How I started losing my hearing at 26, and why it could happen to you

    DJ (

    DJ (

    If I talk loudly, or ask you to repeat yourself a few times, or offer a weak, confusing smile and a “Hmmm …” in response to something you say, I’m not doing it to annoy you. I promise. It’s just that, at the age of 26, I have noise-induced hearing loss and a permanent, annoying, maddening ringing in both of my ears.

    I enjoy a low-key existence. I love going to happy hours with my friends, but I’m not into the club scene. I love to dance, but I prefer mornings to nights, so I don’t go very often. And loud concerts are not really my thing.

    No, I lost my hearing and gained tinnitus on one of the rare times I went to a Center City bar with a dance floor last June. I was talking — no, screaming — to my friends when I noticed I could feel the music rattling the inside of my ears. I was very uncomfortable with the noise level and tried to move to a spot away from the speakers, but it didn’t reduce the volume much.

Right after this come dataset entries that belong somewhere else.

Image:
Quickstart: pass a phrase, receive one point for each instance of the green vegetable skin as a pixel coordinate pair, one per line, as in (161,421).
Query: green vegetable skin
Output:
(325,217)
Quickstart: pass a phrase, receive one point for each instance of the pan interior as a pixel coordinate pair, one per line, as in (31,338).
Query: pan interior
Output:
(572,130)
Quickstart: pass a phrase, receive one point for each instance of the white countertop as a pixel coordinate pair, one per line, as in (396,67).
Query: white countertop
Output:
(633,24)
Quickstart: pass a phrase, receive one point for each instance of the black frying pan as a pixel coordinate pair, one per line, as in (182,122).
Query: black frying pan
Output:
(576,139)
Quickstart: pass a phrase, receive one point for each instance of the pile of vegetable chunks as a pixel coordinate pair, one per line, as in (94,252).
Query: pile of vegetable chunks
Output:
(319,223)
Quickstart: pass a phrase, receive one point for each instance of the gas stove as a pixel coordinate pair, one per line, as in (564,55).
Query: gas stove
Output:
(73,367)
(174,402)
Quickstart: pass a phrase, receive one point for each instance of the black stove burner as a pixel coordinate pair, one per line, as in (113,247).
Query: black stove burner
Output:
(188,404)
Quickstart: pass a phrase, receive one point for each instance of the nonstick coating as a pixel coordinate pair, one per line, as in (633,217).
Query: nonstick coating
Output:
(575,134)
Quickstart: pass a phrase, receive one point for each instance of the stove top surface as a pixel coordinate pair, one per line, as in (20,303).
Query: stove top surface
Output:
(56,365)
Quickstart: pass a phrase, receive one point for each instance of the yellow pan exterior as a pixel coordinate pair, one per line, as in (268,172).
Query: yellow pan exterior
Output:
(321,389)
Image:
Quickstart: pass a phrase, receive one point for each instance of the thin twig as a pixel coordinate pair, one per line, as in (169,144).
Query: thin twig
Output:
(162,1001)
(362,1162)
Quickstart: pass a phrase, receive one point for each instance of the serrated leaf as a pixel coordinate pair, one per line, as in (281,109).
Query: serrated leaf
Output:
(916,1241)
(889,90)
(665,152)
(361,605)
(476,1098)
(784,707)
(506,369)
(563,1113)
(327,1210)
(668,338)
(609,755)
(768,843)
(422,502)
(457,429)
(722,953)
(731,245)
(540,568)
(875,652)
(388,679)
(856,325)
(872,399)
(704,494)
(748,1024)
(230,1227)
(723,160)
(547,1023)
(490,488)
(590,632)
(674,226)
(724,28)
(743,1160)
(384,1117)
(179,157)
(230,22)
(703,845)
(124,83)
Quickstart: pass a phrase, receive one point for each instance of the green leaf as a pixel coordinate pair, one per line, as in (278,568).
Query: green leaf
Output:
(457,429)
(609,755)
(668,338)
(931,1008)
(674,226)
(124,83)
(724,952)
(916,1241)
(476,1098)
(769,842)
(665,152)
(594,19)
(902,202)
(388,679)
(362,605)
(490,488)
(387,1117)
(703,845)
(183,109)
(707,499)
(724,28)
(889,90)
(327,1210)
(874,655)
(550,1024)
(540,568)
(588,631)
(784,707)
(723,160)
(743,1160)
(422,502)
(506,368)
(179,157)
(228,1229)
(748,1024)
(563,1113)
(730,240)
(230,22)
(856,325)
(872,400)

    When I left, I had fuzzy hearing, and my ears were ringing. It was odd but not alarming, because it was, after all, extremely loud in there. I’m sure everyone has experienced this. But it didn’t go away or lessen for two days.

    My doctor basically told me: “Yep, that’s noise-induced hearing loss and tinnitus.”

    Learning to cope

    Those first few weeks were hard. My full-time job at the time sometimes required being on the phone with clients. Not only was it difficult to hear, it hurt my ears. I convinced my boss to lessen the amount of time I had to spend on the phone, but I could not eliminate it.

    I resorted to wearing earplugs at work and not speaking to anyone except my boss. It was a hassle to follow conversations, and it hurt my ears. I didn’t want to talk to my family on the phone. I didn’t want to do anything social. Hearing loss made me feel socially isolated and despondent.

    Although my hearing gradually became less muffled, my world is quieter now than it was before. The tinnitus has not gone away, but on occasion it does lessen.

    It was hard for me to accept that this is something I have to deal with for the rest of my life starting at such an atypically young age.

    And it’s not just me. According to the World Health Organization, 40 percent of teens and young adults aged 12 to 35 in middle- and high-income countries are exposed to potentially damaging sound levels at entertainment venues.

    As the Inquirer acknowledged in July, shortly after I partially lost my hearing: It’s too loud in our restaurants. Jones was measured at over 100 decibels, and Park measured over 90.

    It takes 15 minutes of exposure to 100 decibels to damage hearing, and eight hours of exposure to 85 decibels.

    I can’t be mad at Philly for its incredible, busy restaurants, or its trendy bars with live music, or the chic, modern interiors that make sound bounce around like a barrel full of Super Balls balls dropped from a Market Street office window. But we might as well be sitting on a motorcycle or next to train tracks while having a night out, because that’s what it’s like for our ears. Unfortunately, that’s on the owners of these establishments.

    Prevention is the only cure

    It took me more than six months to start telling people that the reason for my confusion and mild social impairment is that I can’t hear because of an injury. I don’t want to be treated as if I’m rude for using my outside voice indoors or like I’m not listening to people because I ask “What?” a lot. The fact is that I’m disabled.

    I started speaking up about my hearing loss because I want to educate people to protect their hearing no matter what. I didn’t often partake of things typically associated with hearing loss like concerts or blaring headphones. This is a huge problem to everyone — not just people 65 and older.

    Start protecting yourself now. I use a variety of earplugs. The soft drugstore earplugs are portable and convenient for blocking low-level noise. I use them when I travel to help me sleep on planes.

    My favorite is from a brand called Pluggerz. I use the Uni-Fit Music earplugs. They’re expensive, at about $150 a pop, but I have not regretted spending that cash. They allow me to go dancing and block out loud music, but not sound quality. While wearing them, I’ve been able to easily hear friends who I see straining to hear me as well as hear every lyric to every song.

    I have long hair, so people usually don’t see them — or at least they don’t mention it. But if someone does ask me about them, I’m happy to proclaim that I am protecting what’s left of my hearing.

    When it comes to tinnitus, that’s more difficult. There’s no cure, and there’s no magic pill or surgery to make it go away — although I do take homeopathic pills that seem to help reduce the ringing. It may be permanent, or it may spontaneously go away. While I really hope it’s the latter — constant ringing in your ears really sucks, and it’s amplified by stress or sleep deprivation — I may have to deal with it for the rest of my life. Because I decided in my youth to not take care of my hearing.

    If I could go back in time, would I not go out that night? I can’t say. But I do wish I had thought about protecting myself before it was too late.